Zoe Parker, Education Officer at COT, discusses critical reflection. Follow Zoe
The Health and Social Services Minister for Wales, Mark Drakeford, defined prudent healthcare as “healthcare that fits the needs and circumstances of patients and actively avoids wasteful care that is not to the patients benefit.”
This month we look at a healthcare movement that is taking off in Wales. We are quite excited about the idea here at the College because the four principles in it chime so well with our values. Our Policy Officer for Wales, Ruth Crowder (follow Ruth), is an enthusiastic advocate for the approach.
Ruth has been involved with the prudent healthcare movement in Wales from the start and still is because she regards this movement as founded in a set of principles which are really well related to the philosophy of Occupational Therapy. Occupational Therapists are regarded as one of the most innovative and supportive professions for this work.

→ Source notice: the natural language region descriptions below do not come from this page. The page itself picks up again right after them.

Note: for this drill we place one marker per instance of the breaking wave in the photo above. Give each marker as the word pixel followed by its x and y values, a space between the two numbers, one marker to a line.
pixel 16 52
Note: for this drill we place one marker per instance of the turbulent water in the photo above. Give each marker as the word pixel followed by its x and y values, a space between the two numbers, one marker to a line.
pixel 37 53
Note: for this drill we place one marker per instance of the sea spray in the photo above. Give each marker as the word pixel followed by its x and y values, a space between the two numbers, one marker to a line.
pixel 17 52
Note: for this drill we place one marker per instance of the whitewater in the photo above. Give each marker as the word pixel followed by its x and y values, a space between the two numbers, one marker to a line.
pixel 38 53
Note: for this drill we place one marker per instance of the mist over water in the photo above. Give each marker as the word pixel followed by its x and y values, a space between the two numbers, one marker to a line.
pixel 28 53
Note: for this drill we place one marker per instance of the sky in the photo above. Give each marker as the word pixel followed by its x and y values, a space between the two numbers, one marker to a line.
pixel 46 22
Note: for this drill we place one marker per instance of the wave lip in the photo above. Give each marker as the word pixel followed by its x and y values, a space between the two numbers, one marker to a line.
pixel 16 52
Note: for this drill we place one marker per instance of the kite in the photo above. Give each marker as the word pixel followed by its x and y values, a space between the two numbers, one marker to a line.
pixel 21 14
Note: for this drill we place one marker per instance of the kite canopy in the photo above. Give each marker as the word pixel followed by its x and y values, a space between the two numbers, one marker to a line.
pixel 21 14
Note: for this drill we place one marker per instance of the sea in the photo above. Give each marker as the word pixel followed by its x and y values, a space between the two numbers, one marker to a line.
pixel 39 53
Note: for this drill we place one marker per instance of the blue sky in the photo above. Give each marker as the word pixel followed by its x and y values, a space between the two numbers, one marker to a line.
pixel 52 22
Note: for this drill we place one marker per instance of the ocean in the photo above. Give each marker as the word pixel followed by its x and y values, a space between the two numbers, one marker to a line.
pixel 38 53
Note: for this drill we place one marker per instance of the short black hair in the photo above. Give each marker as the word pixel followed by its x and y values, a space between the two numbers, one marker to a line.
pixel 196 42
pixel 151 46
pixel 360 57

Explore the prudent healthcare site to see a range of resources and explanations of what this means for Wales and for Occupational Therapists.

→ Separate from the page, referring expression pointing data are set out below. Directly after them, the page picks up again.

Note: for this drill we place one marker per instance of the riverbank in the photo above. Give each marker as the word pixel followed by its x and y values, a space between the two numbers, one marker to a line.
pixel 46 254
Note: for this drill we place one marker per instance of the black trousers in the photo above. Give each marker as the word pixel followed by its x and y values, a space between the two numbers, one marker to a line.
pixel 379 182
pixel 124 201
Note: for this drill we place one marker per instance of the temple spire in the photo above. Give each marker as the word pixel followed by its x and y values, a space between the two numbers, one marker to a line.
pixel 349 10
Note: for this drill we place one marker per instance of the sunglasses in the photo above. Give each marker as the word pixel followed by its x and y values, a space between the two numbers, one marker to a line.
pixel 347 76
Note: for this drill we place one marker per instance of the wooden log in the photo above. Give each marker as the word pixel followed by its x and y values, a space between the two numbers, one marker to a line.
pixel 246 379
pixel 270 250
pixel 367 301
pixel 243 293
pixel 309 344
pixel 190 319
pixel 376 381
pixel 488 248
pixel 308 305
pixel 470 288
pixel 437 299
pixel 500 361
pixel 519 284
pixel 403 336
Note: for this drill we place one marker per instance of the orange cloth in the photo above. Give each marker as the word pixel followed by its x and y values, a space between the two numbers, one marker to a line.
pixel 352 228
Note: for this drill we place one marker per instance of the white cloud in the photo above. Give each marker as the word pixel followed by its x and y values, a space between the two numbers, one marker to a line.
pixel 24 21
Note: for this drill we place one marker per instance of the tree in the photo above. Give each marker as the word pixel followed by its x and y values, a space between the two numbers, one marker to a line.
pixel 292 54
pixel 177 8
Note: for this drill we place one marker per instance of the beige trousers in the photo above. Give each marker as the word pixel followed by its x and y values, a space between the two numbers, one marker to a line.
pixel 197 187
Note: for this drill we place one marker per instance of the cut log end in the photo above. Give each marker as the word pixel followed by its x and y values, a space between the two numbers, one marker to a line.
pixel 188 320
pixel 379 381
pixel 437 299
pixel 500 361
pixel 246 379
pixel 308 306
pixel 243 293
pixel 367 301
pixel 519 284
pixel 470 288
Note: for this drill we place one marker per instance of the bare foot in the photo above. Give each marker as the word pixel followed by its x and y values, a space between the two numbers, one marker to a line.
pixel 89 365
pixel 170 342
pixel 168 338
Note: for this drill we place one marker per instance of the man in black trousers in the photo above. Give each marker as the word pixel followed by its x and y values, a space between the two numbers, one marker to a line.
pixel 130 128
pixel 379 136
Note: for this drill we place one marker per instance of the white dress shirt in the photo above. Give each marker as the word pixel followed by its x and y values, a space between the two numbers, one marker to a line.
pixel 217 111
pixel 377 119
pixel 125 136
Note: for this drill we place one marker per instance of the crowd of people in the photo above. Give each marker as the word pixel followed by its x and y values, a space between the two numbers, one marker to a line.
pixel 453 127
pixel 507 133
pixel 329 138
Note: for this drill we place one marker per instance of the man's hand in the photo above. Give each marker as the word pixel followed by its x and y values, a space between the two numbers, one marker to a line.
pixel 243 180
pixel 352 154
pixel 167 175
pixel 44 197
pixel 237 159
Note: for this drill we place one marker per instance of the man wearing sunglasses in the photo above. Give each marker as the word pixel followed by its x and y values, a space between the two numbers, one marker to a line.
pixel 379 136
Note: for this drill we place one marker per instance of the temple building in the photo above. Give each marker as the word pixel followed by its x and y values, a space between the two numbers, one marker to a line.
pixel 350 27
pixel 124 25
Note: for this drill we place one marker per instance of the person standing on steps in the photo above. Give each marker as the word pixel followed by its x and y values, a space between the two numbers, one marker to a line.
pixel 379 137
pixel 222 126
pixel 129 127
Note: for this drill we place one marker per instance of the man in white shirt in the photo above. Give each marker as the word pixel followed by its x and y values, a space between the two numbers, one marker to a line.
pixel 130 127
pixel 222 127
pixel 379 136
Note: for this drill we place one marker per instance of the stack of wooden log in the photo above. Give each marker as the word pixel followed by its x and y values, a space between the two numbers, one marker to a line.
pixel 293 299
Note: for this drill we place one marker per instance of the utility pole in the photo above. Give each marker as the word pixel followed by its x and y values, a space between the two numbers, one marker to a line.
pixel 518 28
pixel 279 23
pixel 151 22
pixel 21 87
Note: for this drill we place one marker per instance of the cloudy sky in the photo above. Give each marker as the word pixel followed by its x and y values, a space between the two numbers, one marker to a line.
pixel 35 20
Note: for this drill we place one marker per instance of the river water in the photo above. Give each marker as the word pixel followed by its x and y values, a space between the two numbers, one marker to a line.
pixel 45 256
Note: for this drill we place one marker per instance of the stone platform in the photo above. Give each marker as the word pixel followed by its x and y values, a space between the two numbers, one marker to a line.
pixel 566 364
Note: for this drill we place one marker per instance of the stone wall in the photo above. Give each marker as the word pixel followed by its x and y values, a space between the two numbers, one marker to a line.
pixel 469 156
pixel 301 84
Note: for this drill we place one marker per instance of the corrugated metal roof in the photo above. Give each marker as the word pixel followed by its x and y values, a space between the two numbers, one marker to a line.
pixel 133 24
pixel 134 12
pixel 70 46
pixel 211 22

In her article Reablement, recovery and rehabilitation: enabling meaningful occupations for life, Ruth looks at the way all allied health professionals can support the principles of prudent healthcare. The NHS in Wales has adopted these four principles:
• Achieve health and wellbeing with the public, patients and professionals as equal partners through co-production;
• Care for those with the greatest health need first, making the most effective use of all skills and resources;
• Do only what is needed, no more, no less; and do no harm.
• Reduce inappropriate variation using evidence based practices consistently and transparently.
In July there was a summit hosted by the First Minister for Wales with international delegates – the videos capture a positive energy and provide varied material to inspire critical reflection on different aspects of the viewers’ practice through the lens of what the speakers say, who they are and who they do (or don’t) mention.
How might these principles inform all occupational therapy practice?